1. School of Pharmacy/Yunnan Provincial Key Lab of Natural Medicinal Pharmacology，Kunming Medical University，Kunming 650500，China;Dept. of Pharmacy，the First People’s Hospital of Yunnan Province，Kunming 650032，China
2. Dept. of Pharmacy，the First People’s Hospital of Yunnan Province，Kunming 650032，China
3. School of Pharmacy/Yunnan Provincial Key Lab of Natural Medicinal Pharmacology，Kunming Medical University，Kunming 650500，China
Publication Type:Journal Article
Keywords: drug-induced hyperglycemia; calcineurin inhibitor; tacrolimus; cyclosporine A; insulin resistance; pancreatic β-cell
From: China Pharmacy 2026;37(3):407-412
CountryChina
Language:Chinese
Abstract: Calcineurin inhibitor（CNI） is potent immunosuppressive agents and serve as cornerstone therapies in the treatment of organ transplantation and autoimmune diseases， with cyclosporine A and tacrolimus being the representative drugs. Long-term use of CNI can lead to drug-induced hyperglycemia， severely affecting patients’ prognosis. The pathogenesis involves multilevel pathological alterations： at the pancreatic β-cell level， CNI directly damage β-cell by inducing calcium overload， oxidative stress， and mitochondrial dysfunction， suppressing the expression of key insulin synthesis factors and promoting apoptosis； in peripheral tissues， CNI interfere with insulin receptor substrate phosphorylation and inhibit the phosphatidylinositol 3 kinase/protein kinase B signaling pathway， resulting in decreased glucose uptake and insulin resistance； additionally， CNI can also induce β-cell injury by suppressing the secretion and receptor signal transduction of glucagon-like peptide-1， as well as by activating the nuclear factor kappa B pathway to promote inflammatory responses.

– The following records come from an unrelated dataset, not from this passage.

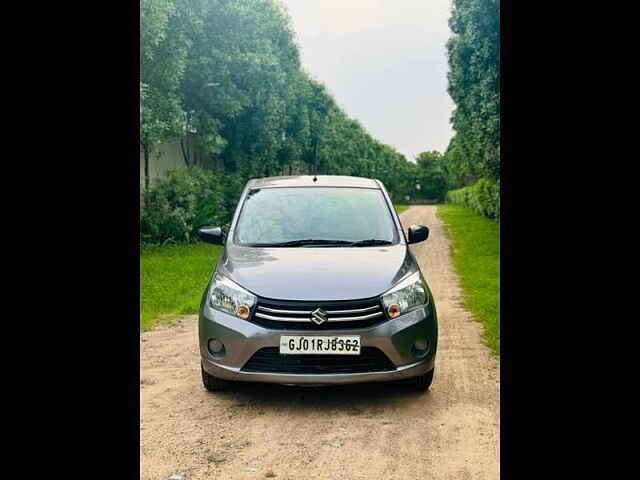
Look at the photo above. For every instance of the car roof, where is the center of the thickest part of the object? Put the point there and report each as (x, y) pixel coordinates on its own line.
(307, 181)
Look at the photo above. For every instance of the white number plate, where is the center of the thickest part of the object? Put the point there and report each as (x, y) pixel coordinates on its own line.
(299, 344)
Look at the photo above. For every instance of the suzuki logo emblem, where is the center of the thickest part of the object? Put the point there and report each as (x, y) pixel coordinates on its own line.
(318, 316)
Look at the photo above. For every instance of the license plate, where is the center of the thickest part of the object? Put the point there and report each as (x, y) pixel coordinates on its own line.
(334, 345)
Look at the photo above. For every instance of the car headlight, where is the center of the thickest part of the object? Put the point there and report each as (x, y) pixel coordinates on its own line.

Clinical studies demonstrate that the incidence of CNI-associated hyperglycemia is closely related to drug type， dosage， and individual patient factors. For high-risk patients， dose adjustment of CNI， switching to agents with lower metabolic toxicity when necessary， and selection of appropriate glucose-lowering regimens based on glycemic levels are recommended. Future research should further elucidate the molecular mechanisms of CNI metabolic toxicity and optimize individualized pharmacotherapy strategies to improve long-term patient outcomes.